California officials unite against Trump's criticisms during his visit

    14 de marzo de 2018

    San Diego, USA, Mar 13 (efe-epa).- California's officials united Tuesday against the criticisms made by the President of the United States, who visited California for the first time in office.

    President Donald Trump Tuesday made a visit to San Diego, where he inspected the prototypes of the border wall with Mexico, and took the occasion to attack the leaders of the so-called "golden state" of California, whose policies have clashed with the current federal government in almost all political aspects, including immigration, health care and climate change.

    "California's sanctuary policies are illegal and unconstitutional and put the safety and security of our entire nation at risk," Trump said in reference to the measures taken by Californian cities or counties not to collaborate with federal immigration authorities.

    "They're the best friend of the criminal. That's what exactly is happening. The criminals take refuge in these sanctuary cities," said Trump, who also accused the governor of California, Jerry Brown, of doing "a terrible job running the state of California."

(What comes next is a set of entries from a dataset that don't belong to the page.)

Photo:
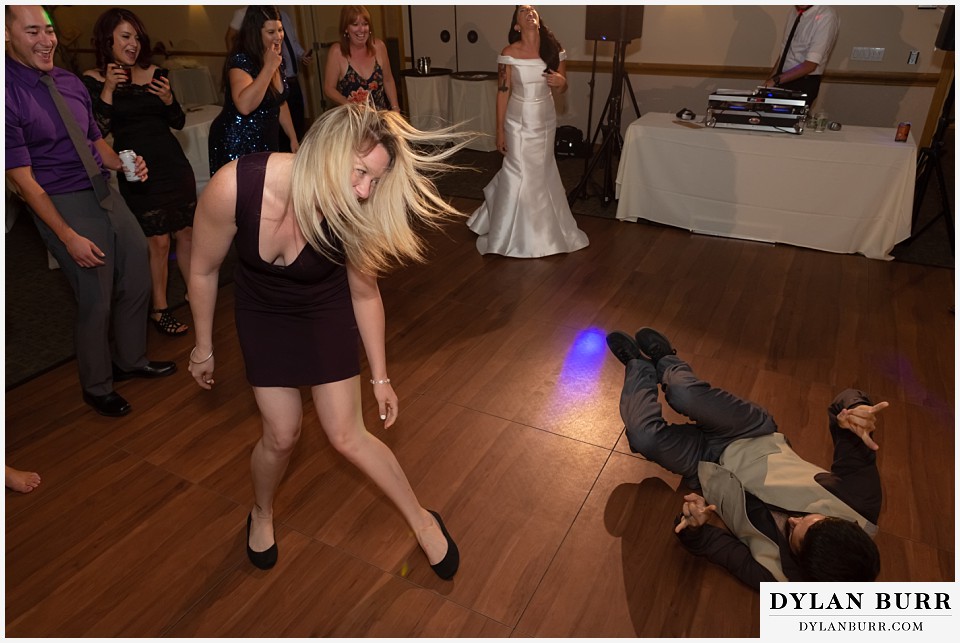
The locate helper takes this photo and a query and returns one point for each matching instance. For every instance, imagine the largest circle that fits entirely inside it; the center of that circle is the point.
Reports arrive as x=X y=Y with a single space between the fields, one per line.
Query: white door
x=481 y=35
x=434 y=35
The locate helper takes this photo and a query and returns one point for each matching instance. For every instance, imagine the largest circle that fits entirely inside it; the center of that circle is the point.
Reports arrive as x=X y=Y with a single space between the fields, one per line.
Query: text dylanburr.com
x=844 y=611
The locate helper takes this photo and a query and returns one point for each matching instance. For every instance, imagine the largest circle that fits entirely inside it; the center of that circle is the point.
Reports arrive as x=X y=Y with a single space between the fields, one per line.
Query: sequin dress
x=295 y=323
x=139 y=121
x=355 y=89
x=232 y=134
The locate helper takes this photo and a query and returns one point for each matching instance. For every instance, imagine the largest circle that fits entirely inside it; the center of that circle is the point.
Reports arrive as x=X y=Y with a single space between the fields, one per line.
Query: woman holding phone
x=132 y=100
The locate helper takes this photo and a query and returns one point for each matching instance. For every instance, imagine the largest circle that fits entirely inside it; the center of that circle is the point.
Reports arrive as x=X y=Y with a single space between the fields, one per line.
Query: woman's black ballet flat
x=261 y=559
x=447 y=567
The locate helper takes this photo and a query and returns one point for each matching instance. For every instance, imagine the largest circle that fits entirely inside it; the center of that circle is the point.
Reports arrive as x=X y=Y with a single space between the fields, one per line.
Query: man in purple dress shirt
x=97 y=241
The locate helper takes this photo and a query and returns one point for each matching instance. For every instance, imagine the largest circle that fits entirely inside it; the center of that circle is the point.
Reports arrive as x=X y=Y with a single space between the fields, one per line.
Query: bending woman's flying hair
x=382 y=231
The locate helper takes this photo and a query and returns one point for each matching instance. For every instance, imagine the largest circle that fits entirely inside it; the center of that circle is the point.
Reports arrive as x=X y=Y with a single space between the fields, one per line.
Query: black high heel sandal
x=447 y=567
x=168 y=324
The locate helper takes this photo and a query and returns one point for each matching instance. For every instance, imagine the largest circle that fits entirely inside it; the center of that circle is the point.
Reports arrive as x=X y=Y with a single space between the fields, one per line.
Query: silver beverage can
x=903 y=131
x=129 y=160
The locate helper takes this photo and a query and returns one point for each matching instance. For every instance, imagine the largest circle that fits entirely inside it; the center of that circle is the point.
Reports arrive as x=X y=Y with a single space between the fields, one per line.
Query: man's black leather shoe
x=111 y=404
x=654 y=344
x=151 y=370
x=623 y=347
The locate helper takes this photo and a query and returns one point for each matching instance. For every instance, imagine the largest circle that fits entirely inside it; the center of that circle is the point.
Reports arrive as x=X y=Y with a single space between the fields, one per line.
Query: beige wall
x=718 y=37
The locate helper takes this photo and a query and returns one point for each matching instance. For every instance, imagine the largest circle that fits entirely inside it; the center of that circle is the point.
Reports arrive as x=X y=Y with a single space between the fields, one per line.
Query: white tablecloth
x=428 y=99
x=193 y=139
x=849 y=191
x=194 y=86
x=473 y=107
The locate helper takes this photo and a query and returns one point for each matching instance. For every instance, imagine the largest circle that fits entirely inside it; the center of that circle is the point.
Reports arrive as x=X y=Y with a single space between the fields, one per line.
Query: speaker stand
x=612 y=143
x=929 y=160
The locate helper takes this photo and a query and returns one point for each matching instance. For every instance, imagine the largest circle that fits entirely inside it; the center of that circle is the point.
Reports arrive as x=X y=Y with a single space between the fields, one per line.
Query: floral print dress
x=356 y=89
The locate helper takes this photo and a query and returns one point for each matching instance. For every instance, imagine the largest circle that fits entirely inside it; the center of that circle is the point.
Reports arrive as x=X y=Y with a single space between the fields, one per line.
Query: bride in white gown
x=525 y=211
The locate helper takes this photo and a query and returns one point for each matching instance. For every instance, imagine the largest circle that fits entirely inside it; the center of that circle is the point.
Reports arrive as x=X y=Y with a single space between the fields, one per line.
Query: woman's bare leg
x=281 y=411
x=184 y=240
x=338 y=406
x=158 y=250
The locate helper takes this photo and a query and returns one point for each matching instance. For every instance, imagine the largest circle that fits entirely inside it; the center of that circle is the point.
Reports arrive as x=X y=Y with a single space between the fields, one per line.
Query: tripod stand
x=929 y=160
x=612 y=139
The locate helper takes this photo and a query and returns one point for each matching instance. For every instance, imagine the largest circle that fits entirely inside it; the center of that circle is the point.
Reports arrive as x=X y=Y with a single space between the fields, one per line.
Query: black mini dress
x=295 y=323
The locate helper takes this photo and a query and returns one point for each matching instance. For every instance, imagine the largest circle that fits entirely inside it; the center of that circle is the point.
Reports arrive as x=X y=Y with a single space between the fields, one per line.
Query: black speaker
x=621 y=23
x=945 y=36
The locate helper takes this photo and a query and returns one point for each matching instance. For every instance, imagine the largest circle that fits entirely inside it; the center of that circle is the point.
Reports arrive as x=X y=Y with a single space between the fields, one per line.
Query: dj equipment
x=765 y=109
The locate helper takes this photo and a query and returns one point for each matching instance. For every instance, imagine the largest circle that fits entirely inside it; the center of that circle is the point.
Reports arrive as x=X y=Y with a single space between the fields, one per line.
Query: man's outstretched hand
x=695 y=512
x=862 y=420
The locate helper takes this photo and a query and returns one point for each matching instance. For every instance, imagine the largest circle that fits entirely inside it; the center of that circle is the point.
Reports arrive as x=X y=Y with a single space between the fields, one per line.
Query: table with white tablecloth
x=847 y=191
x=194 y=140
x=473 y=107
x=428 y=97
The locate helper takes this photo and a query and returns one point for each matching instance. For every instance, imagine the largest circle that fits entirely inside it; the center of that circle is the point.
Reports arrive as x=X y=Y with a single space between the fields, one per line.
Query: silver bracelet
x=193 y=361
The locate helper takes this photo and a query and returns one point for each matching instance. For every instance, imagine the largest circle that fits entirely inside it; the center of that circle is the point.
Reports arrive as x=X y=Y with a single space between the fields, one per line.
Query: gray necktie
x=79 y=140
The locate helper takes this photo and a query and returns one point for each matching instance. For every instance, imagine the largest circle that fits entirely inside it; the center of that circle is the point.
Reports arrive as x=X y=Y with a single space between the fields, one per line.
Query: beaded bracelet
x=192 y=361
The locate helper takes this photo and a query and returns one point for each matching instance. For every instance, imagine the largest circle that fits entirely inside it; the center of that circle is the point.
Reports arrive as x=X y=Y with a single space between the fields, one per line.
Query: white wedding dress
x=525 y=211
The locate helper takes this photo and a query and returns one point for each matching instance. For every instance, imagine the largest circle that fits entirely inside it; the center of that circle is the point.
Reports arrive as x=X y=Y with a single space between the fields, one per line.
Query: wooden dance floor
x=509 y=427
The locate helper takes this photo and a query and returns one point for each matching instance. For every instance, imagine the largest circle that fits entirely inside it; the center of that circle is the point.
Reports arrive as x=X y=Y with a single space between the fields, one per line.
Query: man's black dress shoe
x=447 y=567
x=261 y=559
x=111 y=404
x=151 y=370
x=623 y=347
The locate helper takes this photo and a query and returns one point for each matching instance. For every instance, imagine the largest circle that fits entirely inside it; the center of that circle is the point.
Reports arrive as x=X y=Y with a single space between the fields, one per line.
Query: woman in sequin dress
x=139 y=111
x=255 y=92
x=359 y=68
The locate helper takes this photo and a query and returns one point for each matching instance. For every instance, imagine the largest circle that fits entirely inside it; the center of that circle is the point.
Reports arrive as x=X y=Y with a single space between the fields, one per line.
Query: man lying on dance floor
x=787 y=518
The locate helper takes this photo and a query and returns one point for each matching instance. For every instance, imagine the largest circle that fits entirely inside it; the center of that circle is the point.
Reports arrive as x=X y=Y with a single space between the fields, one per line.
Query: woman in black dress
x=255 y=92
x=312 y=232
x=139 y=110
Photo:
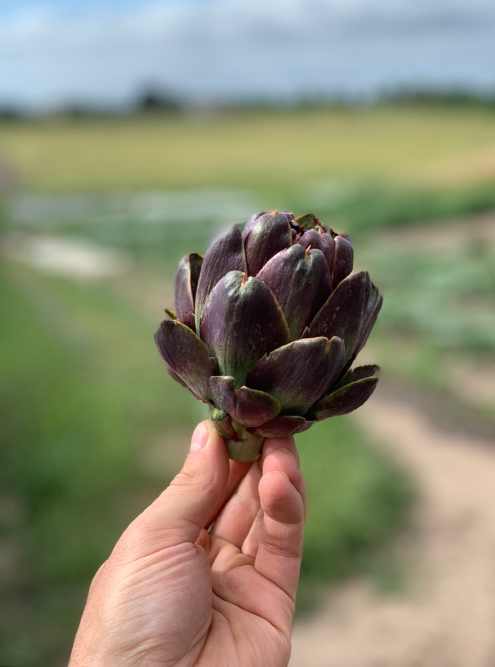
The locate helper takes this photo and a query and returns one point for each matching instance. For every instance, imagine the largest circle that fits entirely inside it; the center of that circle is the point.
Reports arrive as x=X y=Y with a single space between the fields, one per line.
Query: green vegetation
x=92 y=426
x=272 y=152
x=90 y=423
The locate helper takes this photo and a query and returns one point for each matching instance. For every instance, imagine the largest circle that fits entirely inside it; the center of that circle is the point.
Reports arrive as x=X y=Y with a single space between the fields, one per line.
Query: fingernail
x=199 y=437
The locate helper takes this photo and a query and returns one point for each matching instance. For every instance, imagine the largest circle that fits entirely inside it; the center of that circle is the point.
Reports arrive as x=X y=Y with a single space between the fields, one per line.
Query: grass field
x=93 y=428
x=268 y=151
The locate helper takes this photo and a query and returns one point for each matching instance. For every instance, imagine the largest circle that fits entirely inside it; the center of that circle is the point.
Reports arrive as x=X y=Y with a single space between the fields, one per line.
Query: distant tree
x=157 y=100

    Brown responded to Trump's remarks on his Twitter account that "bridges are still better than walls, and California remains the sixth largest economy in the world and the most prosperous state in America."

    For his part, Attorney General of California Xavier Becerra, who has recently led several lawsuits against federal policies, also spoke out on Twitter.

    "Here in #California, we respect the Constitution and follow the law. As I've said many times, our state laws work in concert with federal laws," Becerra said.

    Earlier last week, the White House filed a complaint against California over its state immigration policies.

    On Monday and Tuesday, San Diego and Los Angeles held several protests and demonstrations against Trump.

    California has long been dominated by Democrats, as clearly seen in the 2016 Presidential Elections, when Hillary Clinton, Democrat candidate to the White House, won four million votes more than her Republican rival in California.